Même la ministre des Finances, Chrystia Freeland, a été critiquée pour avoir qualifié la décision de la Banque du Canada de maintenir les taux d’intérêt de « soulagement bienvenu pour les Canadiens ».

Après 10 hausses de taux consécutives, et alors que la banque centrale n’a pas encore exclu une hausse des taux, il est clair que la Banque du Canada a pour l’essentiel ignoré les appels à cesser de relever les taux.

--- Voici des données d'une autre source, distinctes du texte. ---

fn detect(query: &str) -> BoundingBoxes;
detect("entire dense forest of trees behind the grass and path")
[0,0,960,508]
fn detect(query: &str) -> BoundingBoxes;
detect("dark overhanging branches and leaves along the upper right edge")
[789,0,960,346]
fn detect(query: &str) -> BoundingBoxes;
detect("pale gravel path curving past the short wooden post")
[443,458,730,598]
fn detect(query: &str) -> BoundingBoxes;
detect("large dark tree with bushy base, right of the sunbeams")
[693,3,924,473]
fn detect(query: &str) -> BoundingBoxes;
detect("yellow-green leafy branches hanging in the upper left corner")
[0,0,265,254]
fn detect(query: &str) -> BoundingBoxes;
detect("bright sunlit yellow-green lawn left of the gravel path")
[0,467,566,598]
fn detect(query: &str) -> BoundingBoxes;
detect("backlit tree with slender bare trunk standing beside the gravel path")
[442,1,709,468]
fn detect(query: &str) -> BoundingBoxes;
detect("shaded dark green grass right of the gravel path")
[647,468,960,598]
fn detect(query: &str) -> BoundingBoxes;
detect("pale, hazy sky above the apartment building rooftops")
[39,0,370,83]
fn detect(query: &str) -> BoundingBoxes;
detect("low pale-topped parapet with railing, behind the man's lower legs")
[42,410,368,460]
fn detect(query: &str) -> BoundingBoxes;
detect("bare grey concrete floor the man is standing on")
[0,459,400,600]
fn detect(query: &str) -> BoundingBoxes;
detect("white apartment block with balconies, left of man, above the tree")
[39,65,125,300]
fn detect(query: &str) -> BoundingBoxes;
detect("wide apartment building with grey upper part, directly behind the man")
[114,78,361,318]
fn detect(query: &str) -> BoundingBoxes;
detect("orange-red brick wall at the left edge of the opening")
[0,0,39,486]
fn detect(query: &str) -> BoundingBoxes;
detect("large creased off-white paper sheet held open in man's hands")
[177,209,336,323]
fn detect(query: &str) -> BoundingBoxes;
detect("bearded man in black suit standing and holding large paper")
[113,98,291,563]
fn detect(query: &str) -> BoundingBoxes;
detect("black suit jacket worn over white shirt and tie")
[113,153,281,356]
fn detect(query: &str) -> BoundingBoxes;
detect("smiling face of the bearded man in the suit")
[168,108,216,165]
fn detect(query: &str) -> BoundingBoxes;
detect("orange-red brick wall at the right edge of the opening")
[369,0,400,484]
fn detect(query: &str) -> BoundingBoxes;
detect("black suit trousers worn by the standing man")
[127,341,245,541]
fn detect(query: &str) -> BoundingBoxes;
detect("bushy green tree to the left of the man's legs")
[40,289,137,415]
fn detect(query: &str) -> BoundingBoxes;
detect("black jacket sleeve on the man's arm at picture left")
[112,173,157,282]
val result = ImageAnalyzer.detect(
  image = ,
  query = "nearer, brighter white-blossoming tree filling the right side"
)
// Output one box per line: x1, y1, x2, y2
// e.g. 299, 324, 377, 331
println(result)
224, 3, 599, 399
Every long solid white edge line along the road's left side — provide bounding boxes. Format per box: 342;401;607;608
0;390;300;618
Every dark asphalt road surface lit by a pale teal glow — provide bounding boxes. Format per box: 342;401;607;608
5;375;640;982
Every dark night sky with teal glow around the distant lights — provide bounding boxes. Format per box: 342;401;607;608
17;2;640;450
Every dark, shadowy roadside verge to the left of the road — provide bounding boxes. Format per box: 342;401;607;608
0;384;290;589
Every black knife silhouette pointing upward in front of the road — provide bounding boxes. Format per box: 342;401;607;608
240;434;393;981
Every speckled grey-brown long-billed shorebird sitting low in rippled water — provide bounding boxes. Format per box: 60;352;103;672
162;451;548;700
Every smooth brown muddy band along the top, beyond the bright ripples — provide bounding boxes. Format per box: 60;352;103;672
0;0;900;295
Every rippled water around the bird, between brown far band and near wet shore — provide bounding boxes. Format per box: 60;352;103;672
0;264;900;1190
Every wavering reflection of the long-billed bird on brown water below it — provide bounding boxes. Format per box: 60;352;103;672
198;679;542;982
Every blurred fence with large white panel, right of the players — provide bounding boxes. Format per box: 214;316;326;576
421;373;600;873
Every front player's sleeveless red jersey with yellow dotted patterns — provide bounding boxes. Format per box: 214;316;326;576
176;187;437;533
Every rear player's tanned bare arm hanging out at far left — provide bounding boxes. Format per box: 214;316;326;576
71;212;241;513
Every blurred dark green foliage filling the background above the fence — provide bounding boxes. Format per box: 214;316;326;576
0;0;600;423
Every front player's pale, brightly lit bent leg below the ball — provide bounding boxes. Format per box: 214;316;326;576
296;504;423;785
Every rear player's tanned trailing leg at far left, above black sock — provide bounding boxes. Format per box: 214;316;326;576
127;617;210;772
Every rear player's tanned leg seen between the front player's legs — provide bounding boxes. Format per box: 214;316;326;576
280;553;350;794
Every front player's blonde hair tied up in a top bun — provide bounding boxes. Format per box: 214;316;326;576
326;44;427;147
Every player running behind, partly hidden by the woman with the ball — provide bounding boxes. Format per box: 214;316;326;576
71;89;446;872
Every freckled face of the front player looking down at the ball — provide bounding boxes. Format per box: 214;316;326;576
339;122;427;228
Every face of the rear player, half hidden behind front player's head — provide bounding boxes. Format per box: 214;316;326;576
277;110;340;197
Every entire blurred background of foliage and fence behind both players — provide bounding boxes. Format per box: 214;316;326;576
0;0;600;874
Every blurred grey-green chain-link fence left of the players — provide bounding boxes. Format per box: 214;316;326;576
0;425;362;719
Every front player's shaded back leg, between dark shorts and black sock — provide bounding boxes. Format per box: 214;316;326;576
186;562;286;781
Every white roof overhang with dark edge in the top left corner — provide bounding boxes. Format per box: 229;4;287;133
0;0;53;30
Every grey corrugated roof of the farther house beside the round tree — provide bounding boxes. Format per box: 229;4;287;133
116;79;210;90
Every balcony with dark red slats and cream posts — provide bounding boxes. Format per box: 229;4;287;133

Le gouvernement fédéral a également laissé la tâche de lutte contre l’inflation à la Banque du Canada, ignorant les appels à introduire des taxes exceptionnelles à grande échelle ou à imposer une réglementation des prix, des politiques soutenues par Stanford.

Pourtant, Stanford est heureux de voir des voix non conventionnelles obtenir une plus grande place dans le débat sur la politique monétaire. Ce phénomène reflète l’appétit des gens pour un système économique qui fonctionne mieux pour eux, a-t-il déclaré.

Histoires connexes

« Les gens ordinaires comprennent qu’ils ne sont pas à l’origine de ce problème. Et à cet égard, je pense qu’il y aura un environnement populaire très fertile pour discuter d’alternatives au statu quo.»